Gittes & Schulte, Frederick M. Gittes, and Kathaleen B. Schulte, for relator. Jim Petro, Attorney General, and Porter, Wright, Morris & Arthur, L.L.P., Kathleen M. Trafford, and Bryan R. Faller, for respondent.

{¶ 55} If the majority is right that relator sought only records specifically relating to the BWC, then much of this court’s time and many trees have been needlessly sacrificed. Could it be true that all of this litigation was over a bunch of records that no one ever asked for? If so, this matter could have been solved well short of this court’s creation of a gubernatorial-communications privilege. The governor need merely have said, “I gave relator everything he asked for.” What the governor really did was to claim that everything was privileged, but released the records he deemed relevant to the relator’s interest. The balance of what relator sought has been the focus of this matter. Today we hold that all of those records are public.
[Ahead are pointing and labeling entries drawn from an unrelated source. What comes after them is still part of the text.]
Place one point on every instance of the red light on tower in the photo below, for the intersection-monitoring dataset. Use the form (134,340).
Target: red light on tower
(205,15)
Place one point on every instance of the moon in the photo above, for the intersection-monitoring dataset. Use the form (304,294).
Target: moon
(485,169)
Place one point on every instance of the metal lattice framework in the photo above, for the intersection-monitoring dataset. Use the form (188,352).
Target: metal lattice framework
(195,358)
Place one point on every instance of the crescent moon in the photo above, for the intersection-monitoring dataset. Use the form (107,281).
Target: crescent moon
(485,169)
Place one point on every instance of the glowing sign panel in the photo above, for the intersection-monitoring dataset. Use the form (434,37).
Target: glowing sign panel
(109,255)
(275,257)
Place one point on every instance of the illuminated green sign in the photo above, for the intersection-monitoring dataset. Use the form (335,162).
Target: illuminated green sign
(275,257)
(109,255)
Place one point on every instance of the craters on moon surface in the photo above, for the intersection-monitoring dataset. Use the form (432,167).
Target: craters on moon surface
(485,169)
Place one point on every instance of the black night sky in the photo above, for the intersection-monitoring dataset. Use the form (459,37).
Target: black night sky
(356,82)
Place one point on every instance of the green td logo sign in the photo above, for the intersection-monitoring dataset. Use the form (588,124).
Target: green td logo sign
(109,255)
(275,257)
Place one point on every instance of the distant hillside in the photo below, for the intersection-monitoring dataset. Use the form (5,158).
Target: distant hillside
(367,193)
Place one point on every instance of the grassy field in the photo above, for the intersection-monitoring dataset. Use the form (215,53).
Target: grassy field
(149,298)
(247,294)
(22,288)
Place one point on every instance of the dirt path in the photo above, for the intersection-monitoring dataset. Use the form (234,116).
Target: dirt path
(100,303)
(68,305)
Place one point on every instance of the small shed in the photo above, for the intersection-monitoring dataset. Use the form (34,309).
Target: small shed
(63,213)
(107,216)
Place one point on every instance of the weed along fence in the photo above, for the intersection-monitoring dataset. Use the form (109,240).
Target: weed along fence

{¶ 56} Accordingly, since the relator had a right to see everything he sought, I would grant the writ of mandamus. Further, I would award attorney fees to the relator, since he meets this court’s two-pronged test for such an award. First, the public has an unquestioned interest in the competent and ethical administration of the state’s workers’ compensation system, and so relator has established a public benefit. Second, the respondent has failed to comply with this legitimate records request for invalid reasons. State ex rel. Toledo Blade Co. v. Ohio Bur. of Workers’ Comp., 106 Ohio St.3d 113, 2005-Ohio-6549, 832 N.E.2d 711, ¶ 24.